Ainsi, dans la Chine du sud, le thé en gongfu cha est pratiqué par toutes les classes sociales. Durant les années 1970, les citadins taiwanais ont même boudé le thé, jugé trop commun et ringard à l'époque. Heureusement, la culture et la pratique du gongfu cha ont su se renouveller et trouver un second souffle à Taiwan. Au Japon, par contre, la pratique du thé vert battu avec un chasen (fouet en bambou) dans un bol remonte à la dynastie Sung, et continue d'être l'apanage de l'élite du pays.

Le gongfucha à Taiwan et dans le sud de la Chine dépasse en popularité le vin en France. Presque tout le monde en boit. Bien sûr, comme pour le vin, les plus fortunés achètent des thés plus chers, souvent meilleurs, mais pas forcément. En effet, contrairement au vin, il est presque impossible de classifier les thés chinois aussi rigoureusement. Il en suit que le prix du thé n'est pas autant corrélé à sa qualité intrinsèque que le vin. Il y a même une étrange solidarité ou connivence entre les vrais amateurs de thé et certains fermiers/marchands traditionnels: certains thés ne sont pas vendus au plus offrant, mais au plus connaisseur. Plus vous montrez que vous appréciez et que vous vous connaissez en thé, meilleur le thé qu'on vous proposera, et les prix ne seront pas spécialement plus élevés. Et s'ils le sont, un tel marchand aura été heureux de vous en faire boire quelques tasses gratuitement, juste pour le plaisir de vous voir apprécier ce qu'il a de meilleur.

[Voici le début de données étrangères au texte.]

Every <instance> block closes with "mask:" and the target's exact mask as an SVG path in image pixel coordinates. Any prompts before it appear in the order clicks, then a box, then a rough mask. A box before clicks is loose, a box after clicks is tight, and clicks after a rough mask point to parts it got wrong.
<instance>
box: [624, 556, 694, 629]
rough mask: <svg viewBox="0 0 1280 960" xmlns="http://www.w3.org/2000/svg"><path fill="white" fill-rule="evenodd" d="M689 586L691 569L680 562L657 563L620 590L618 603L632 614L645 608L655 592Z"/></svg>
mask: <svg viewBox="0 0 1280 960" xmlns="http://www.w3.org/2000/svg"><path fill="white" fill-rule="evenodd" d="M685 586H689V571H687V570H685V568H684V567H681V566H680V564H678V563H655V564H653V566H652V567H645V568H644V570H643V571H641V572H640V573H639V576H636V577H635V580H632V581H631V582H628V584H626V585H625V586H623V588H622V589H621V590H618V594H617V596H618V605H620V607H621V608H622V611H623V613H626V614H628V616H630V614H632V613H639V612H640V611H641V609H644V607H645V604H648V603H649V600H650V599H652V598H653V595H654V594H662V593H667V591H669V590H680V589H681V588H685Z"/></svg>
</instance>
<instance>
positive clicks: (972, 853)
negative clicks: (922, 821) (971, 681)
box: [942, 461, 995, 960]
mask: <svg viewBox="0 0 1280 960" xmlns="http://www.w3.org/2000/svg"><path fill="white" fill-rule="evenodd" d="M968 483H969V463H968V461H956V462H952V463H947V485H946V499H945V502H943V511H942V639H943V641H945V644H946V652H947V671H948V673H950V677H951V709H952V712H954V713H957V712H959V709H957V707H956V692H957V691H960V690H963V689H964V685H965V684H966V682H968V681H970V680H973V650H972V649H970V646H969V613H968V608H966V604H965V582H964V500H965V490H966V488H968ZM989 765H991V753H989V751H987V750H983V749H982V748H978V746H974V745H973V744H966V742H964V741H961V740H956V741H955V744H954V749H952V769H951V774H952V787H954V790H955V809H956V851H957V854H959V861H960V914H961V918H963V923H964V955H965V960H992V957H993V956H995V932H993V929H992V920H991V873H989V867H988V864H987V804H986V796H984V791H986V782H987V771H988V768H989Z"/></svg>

Le gongfu cha n'est pas une cérémonie de thé faite avec pour but d'épater la galerie. Cela est parfois le cas, notamment quand vous en voyez une pour la première fois. Mais ce n'est pas le but premier. Le but est tout simple: obtenir le meilleur résultat possible avec le thé et les ustensiles qu'on a à sa disposition. On pratique autant le gongfu cha pour ses amis, invités que pour soi-même.

Notons aussi que l'équipement de base, une théière ou un zhong, une tasse et de l'eau chaude, est accessible à tous. Les possibilités de raffinement sont infinies, mais elles importent moins que le thé qu'on utilise.

En buvant un sachet de thé rouge avec du sucre et du lait dans un restaurant italien hier soir, je me suis dit que cette façon de le préparer est aussi une forme de gongfu cha. Sans sucre et lait, ce thé était imbuvable! Les occidentaux savent (plus ou moins) comment préparer le thé rouge (aussi appelé 'noir' par ceux qui ne connaissent pas le puerh cuit) en sachet bon marché. Faire l'apprentissage des techniques pour réussir les autres thés chinois demande un petit effort supplémentaire. C'est un peu comme apprendre à préchauffer son four pour faire une tarte, quelle vaisselle utiliser selon qu'on mange des escargots, une soupe ou des huitres ou bien combien de temps cuire ses nouilles pour qu'elles soient al dente.

L'apprentissage de ces connaissances, de cette culture du thé chinois fait de vous des privilégiés en Occident car vous y êtes encore peu nombreux. Pratiqué avec passion et avec goût, on peut presque trouver tout les plaisirs dans le gongfu cha. Mais, à la base, cela reste une activité populaire, accessible à tous.